Względność ma to do siebie,że jest realna dla każdego obserwatora/punktu odniesienia,więc gdy miejsce w/g którego "coś" się określa znajduje się poza układem w którym te "coś" występuje,nie będzie realne dla obserwatora z innego układu a więc nie będzie prawdziwa dla obserwatora z układu badanego "coś'a".
Wycinki pobrane z układu fotografii i przedstawiane w układzie odniesienia programu komputerowego są względne/realne tylko z jego punktu odniesienia,bo dla nas oglądających całą fotografię,czyli będących w jej punkcie odniesienia realne/rzeczywiste będzie to,co widzimy.
Na każde postawione pytania starałem się odpowiadać nie wykluczając jasności kolorów,więc nie bardzo rozumiem o co Ci właściwie chodzi.
Nie wiem na jaki temat "deliberowałem",tak więc gdybyś mógł go nieco przybliżyć,to byłbym wdzięczny,jak również i to co uważasz za absurdy na których udokumentowanie brakowało mi merytorycznych uzasadnień.

Nie znam powodu dla którego miałbyś przestać dalej się bawić,przecież nie tylko dzieci w ten sposób zdobywają wiedzę a i Tobie sprawiało przyjemność wyśmiewanie moich "idiotyzmów",z których obalaniem nie szło Ci jednak najlepiej - czy chociaż jeden obaliłeś,bo... jakoś nie zauważyłem,a w dobrym tonie było by je wymienić zamiast samemu oklaskiwać swoje "osiągnięcia".
Zabawa jest w istocie świetna,bo jeśli biorąc Twoje wypowiedzi za obowiązujące w świetle nauki,to faktycznie żyjemy w świecie iluzji a przynajmniej niedomówień.

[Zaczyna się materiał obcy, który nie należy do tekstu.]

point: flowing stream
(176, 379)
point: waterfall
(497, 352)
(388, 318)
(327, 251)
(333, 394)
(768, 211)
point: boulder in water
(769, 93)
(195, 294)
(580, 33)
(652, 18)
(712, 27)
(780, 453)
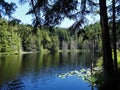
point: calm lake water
(38, 71)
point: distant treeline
(17, 38)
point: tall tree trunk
(114, 35)
(107, 52)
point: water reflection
(40, 69)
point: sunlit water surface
(39, 71)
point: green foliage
(9, 41)
(94, 76)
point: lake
(39, 71)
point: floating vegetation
(93, 76)
(14, 85)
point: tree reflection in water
(14, 85)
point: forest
(44, 35)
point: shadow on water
(38, 71)
(13, 85)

> " Kończę naszą wymianę zdań, bo nie chce mi się dłużej dyskutować o tym, co Ci się wydaje, w sytuacji, gdy powszechnie są dostępne obiektywne dowody. Tym bardziej, że sam przyznajesz, że nie bardzo wiesz o co Ci chodzi. Podałem Ci adres strony na której możesz znaleźć wyjaśnienie wszystkich nurtujących Cię wątpliwości - jeśli tylko rzeczywiście chcesz je rozwiać."

- Jak widać to nie każdy "obiektywny dowód" takim jest w istocie,nawet solidny dziennikarz stara się otrzymane informacje z jednego żródła potwierdzić w innym - najlepiej niezależnym,a w przypadku braku takowego nie twierdzi że są one faktem.
Naukowcy rzadko w pojedynkę występują oficjalnie przeciw ogólnie przyjętym naukowym dogmatom,bo... wiadomo jak to się dla nich kończy - dziwne że Kopernik nie skończył na stosie.

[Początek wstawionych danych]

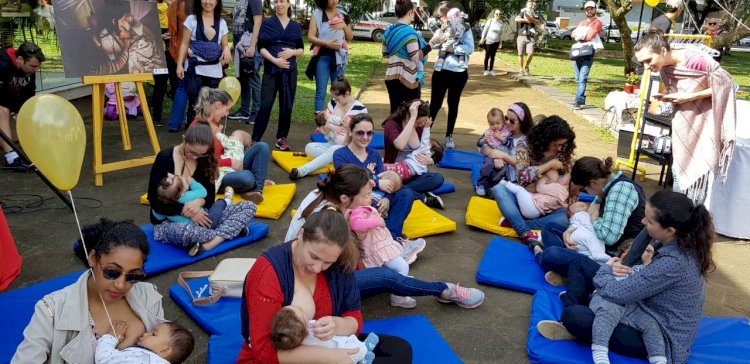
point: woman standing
(280, 43)
(67, 323)
(319, 261)
(671, 289)
(205, 46)
(332, 57)
(453, 76)
(492, 40)
(406, 51)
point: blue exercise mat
(18, 306)
(459, 159)
(427, 345)
(719, 340)
(377, 141)
(508, 264)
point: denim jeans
(374, 281)
(326, 70)
(508, 205)
(255, 169)
(581, 70)
(426, 182)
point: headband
(518, 110)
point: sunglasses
(112, 274)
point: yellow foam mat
(287, 161)
(276, 199)
(483, 214)
(424, 221)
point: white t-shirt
(213, 70)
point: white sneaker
(403, 301)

> " Na zakończenie po raz ostatni odniosę się do kilku Twoich absurdów:Najlepszym dowodem na to, że się mylisz jest ten rysunek."

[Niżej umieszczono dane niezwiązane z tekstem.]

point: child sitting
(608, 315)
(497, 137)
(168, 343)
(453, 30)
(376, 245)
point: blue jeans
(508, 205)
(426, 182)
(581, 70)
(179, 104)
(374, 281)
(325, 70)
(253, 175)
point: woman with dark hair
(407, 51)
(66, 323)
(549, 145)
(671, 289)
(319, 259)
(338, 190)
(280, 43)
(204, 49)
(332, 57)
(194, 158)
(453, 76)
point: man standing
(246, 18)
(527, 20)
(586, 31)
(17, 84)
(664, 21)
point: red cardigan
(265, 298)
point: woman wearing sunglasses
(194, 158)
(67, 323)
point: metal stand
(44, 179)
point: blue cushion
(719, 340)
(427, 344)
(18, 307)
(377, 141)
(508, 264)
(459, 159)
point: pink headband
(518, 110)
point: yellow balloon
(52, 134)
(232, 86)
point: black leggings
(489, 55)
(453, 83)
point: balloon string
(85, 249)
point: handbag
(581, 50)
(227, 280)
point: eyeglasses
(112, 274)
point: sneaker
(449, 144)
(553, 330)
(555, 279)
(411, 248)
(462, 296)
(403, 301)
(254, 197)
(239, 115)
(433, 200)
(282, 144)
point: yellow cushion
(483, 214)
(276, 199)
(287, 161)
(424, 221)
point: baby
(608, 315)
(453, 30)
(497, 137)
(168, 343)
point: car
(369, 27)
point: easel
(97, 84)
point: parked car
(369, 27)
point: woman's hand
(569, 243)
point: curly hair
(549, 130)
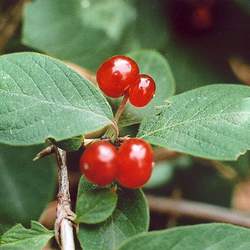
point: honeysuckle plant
(107, 126)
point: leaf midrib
(207, 118)
(61, 105)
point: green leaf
(162, 173)
(210, 122)
(130, 218)
(199, 237)
(94, 204)
(20, 238)
(241, 166)
(42, 98)
(154, 64)
(81, 31)
(26, 186)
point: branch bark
(198, 210)
(64, 215)
(9, 23)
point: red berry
(135, 162)
(99, 163)
(143, 91)
(116, 75)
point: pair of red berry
(130, 166)
(119, 75)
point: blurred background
(202, 41)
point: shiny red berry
(143, 91)
(99, 163)
(135, 162)
(116, 75)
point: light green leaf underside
(211, 122)
(199, 237)
(20, 238)
(130, 218)
(26, 186)
(94, 204)
(40, 97)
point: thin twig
(64, 216)
(10, 22)
(198, 210)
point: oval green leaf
(211, 122)
(199, 237)
(26, 186)
(21, 238)
(82, 31)
(130, 218)
(41, 98)
(94, 204)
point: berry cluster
(130, 165)
(119, 76)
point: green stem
(112, 132)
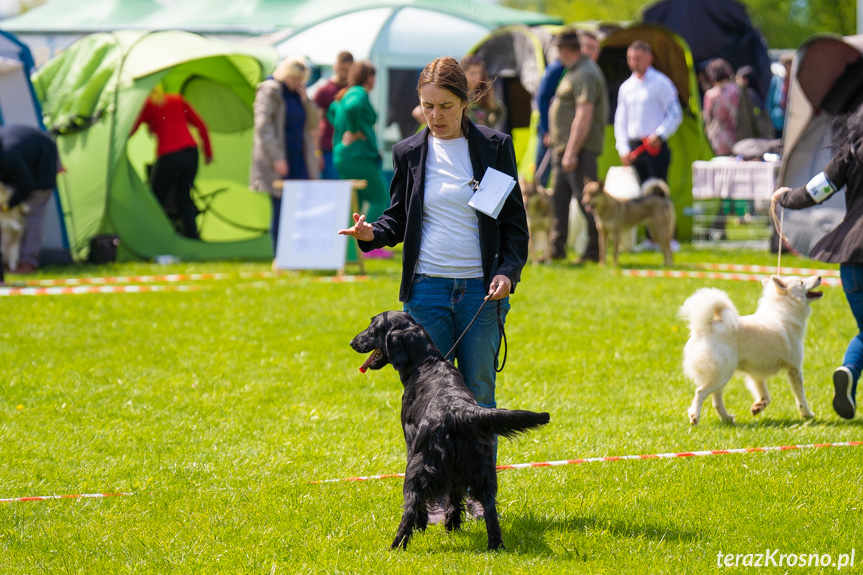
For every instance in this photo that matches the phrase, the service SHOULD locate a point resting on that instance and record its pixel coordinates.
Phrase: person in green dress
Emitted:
(355, 145)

- Rysunek ten potwierdza tylko moje zdanie w tej kwestii i nie różni się zasadniczo od dotychczas już przedstawianych w rodzaju słonia z pięcioma nogami lub tez tego "zwariowanego" pokoju.
Gdyby na każdym słoju ściętego konaru drzewa wszyscy widzieli zarys Matki Boskiej to przyznał bym Ci rację,bo... wyobrażnia potrafi czynić cuda.

> " Technologia z końca lat 60. XX w. była wystarczająca, by wysłać człowieka na Księżyc i bezpiecznie go stamtąd sprowadzić. Dowodzi tego dokumentacja techniczna programu Apollo zamieszczona na stronach ALSJ. Do jej interpretacji nie potrzeba wiary - wystarczy znajomość języka angielskiego i elementarna wiedza techniczna."

- Gdyby jeszcze na tych stronach przedstawiono powód dla którego nawet w obecnych czasach opłacalne jest budowanie olbrzymich pasów startowych dla coraz większych samolotów,to... przynajmniej jeden aspekt tej sprawy,a kto wie czy nie podstawowy - można by zaakceptować.

> " Komputer nie ma zaprogramowanego tła. Barwa jest dla niego liczbą zawierającą się w przedziale od 0 do 255, gdzie "0" oznacza zero, a "255" oznacza dwieście pięćdziesiąt pięć. Stąd moje pytania o to, który kolor z dwóch zaproponowanych jest dla Ciebie jaśniejszy. Równie dobrze mogę spytać, czy dla Ciebie 120 jest większe czy mniejsze niż 120. Mógłbym też poprosić, żebyś opisał jaki kolor ma omawiany prostokąt, a następnie żebyś to udowodnił - w efekcie otrzymałbym niekończące się pasmo wykrętów z Twoje strony. Bo niezaprzeczalnym faktem jest, że swoich odczuć nie potrafisz udowodnić."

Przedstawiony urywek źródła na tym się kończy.